Hallo Volkerma, Ich bin mir sicher das Anka einschalig ist. Bin mir auch zu 80zig Prozent sicher das es bei mir Regenwasser war aber 100 Prozentig weiß ich es erst im Herbst da mein Anka von Außen komplett neu. Es gibt aber noch eine Möglichkeit das Wasser in den Luftkästen eindringen kann, von innen wo sie Einlaminiert sind ( werde schauen ob ich noch einige Bilder habe).   

Gruß bubi10_4


----------



## bubi10_4 (8. Juli 2011)

*AW: Ablaufloch Anka*

Hier noch ein Bild wo Wasser eindringen könnte.

Gruß Mario


----------



## volkerm (8. Juli 2011)

*AW: Ablaufloch Anka*

Danke Mario,

Ihr kennt die Boote besser, ich sehe nur manchmal welche auf dem Wasser.
Sind diese(r) Ka(ä)sten Auftriebskörper; laufen die voll?
Kann man jedoch genauso prüfen.


----------



## bubi10_4 (8. Juli 2011)

*AW: Ablaufloch Anka*

Hallo ja sind Auftriebskörper aber laufen nicht voll (jedenfalls bei mir nicht war nur ca. 1-1,5 Liter Wasser vorn und hinten) Diese sind bei manchen auch Ausgeschäumt. Mehr kann ich dazu nicht sagen hoffe das sich hier noch ein Paar Profis melden.

Gruß bubi10_4


----------



## ToxicToolz (8. Juli 2011)

*AW: Ablaufloch Anka*

Richtig das sind Auftriebskörper welche die ANKA unsinkbar macht. Der Kiel der ANKA ist auch nicht voll ausgefüllt. Wenn da irgendwo Wasser drin ist, dann die ANKA mit den Löchern nach unten austrocknen lassen. Meistens sind es kleine Risse im Boden oder ebend genau an der Kante der Auftriebskörper wo Wasser rein kommt. Solche Risse entstehen in der Regel recht schnell, wenn man die ANKA ohne Holzboden benutzt, das sollte man tunlichst vermeiden.

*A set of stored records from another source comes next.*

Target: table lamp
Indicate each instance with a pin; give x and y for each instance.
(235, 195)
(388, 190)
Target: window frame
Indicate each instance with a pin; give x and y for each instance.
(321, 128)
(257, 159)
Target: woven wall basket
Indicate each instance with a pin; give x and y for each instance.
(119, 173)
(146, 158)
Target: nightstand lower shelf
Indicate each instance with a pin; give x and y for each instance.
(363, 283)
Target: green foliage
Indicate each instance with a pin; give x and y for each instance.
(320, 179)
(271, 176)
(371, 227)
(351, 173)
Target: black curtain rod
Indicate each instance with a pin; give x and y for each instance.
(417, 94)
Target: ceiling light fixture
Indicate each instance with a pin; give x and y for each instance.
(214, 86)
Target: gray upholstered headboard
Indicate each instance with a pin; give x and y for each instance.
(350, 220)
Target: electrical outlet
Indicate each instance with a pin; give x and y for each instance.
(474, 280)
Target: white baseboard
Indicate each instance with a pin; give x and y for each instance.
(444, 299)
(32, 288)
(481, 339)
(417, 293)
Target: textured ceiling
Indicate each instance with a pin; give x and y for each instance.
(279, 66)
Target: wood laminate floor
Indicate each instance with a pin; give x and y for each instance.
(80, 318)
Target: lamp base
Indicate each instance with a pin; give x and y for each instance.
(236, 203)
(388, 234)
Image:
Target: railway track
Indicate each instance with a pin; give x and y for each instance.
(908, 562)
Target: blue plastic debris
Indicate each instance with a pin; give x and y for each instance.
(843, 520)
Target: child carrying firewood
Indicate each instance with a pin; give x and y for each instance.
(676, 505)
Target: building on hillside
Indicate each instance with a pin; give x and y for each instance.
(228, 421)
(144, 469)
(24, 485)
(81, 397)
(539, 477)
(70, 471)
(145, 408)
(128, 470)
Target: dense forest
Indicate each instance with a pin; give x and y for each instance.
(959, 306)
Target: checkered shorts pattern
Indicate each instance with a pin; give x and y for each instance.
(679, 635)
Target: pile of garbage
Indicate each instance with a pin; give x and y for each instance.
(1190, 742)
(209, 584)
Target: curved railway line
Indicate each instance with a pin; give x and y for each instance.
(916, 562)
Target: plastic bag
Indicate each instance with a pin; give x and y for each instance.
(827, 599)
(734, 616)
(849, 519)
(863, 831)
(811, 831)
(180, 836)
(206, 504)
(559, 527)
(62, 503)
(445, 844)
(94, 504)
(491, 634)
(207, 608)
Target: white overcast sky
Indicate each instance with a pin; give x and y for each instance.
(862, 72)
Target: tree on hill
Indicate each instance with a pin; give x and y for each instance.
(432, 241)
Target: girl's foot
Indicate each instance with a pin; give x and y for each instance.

Komplett dicht machen würde ich die Löcher nicht, da man die sicher irgendwann mal braucht.


Gruß Toxe


----------



## bubi10_4 (8. Juli 2011)

*AW: Ablaufloch Anka*

Hallo ja sind Auftriebskörper aber laufen nicht voll (jedenfalls bei mir nicht war nur ca. 1-1,5 Liter Wasser vorn und hinten) Diese sind bei manchen auch Ausgeschäumt. Mehr kann ich dazu nicht sagen hoffe das sich hier noch ein Paar Profis melden.

Gruß bubi10_4


----------



## bubi10_4 (8. Juli 2011)

*AW: Ablaufloch Anka*

Hallo Toxic Toolz, deshalb habe ich ja diesen Flaschenhals eingeklebt es kann kein Rewgenwasser rein und im Herbst Umdrehen und alles raus.

Gruß bubi10_4


----------



## Meterjäger (8. Juli 2011)

*AW: Ablaufloch Anka*

Also bei mir ist da schon jede Menge Wasser drin!
Und ich benutze auch keine Bodenbretter#t
Abdichten werde ich mal lieber nicht,wer weiss,wo doch noch Wasser eindringt!
Würde Bauschaum zum vorläufigen Abdichten gehen?Oder irgend was Anderes,das man nach der Saison wieder rauskriegt?


----------



## volkerm (8. Juli 2011)

*AW: Ablaufloch Anka*

Nimm bitte keinen Schaum, schon gar nicht Bauschaum.
Es gibt keinen Schaum, der sich auf Dauer nicht vollsaugt.
Wenn da Wasser rein kommt, ist irgendwas kaputt.
Such die Stellen, und laminier drüber.
Dann haste was Gescheites.


----------



## teddy- (8. Juli 2011)

*AW: Ablaufloch Anka*

stimmt nimm kein bauschaum

ich hatte auch immer wasser drin beim restaurieren habe ich gemerkt das wo die luftkammer auf dem boden aufgeklebt ist sich der kleber gelöst hat und da das wasser eingedrungen ist die beschädigung hatte ich erst gesehn wo ich die farbe runtergeschliffen hab vieleicht ist ja auch bei dir da das problem

gruß stephan


----------



## Meterjäger (8. Juli 2011)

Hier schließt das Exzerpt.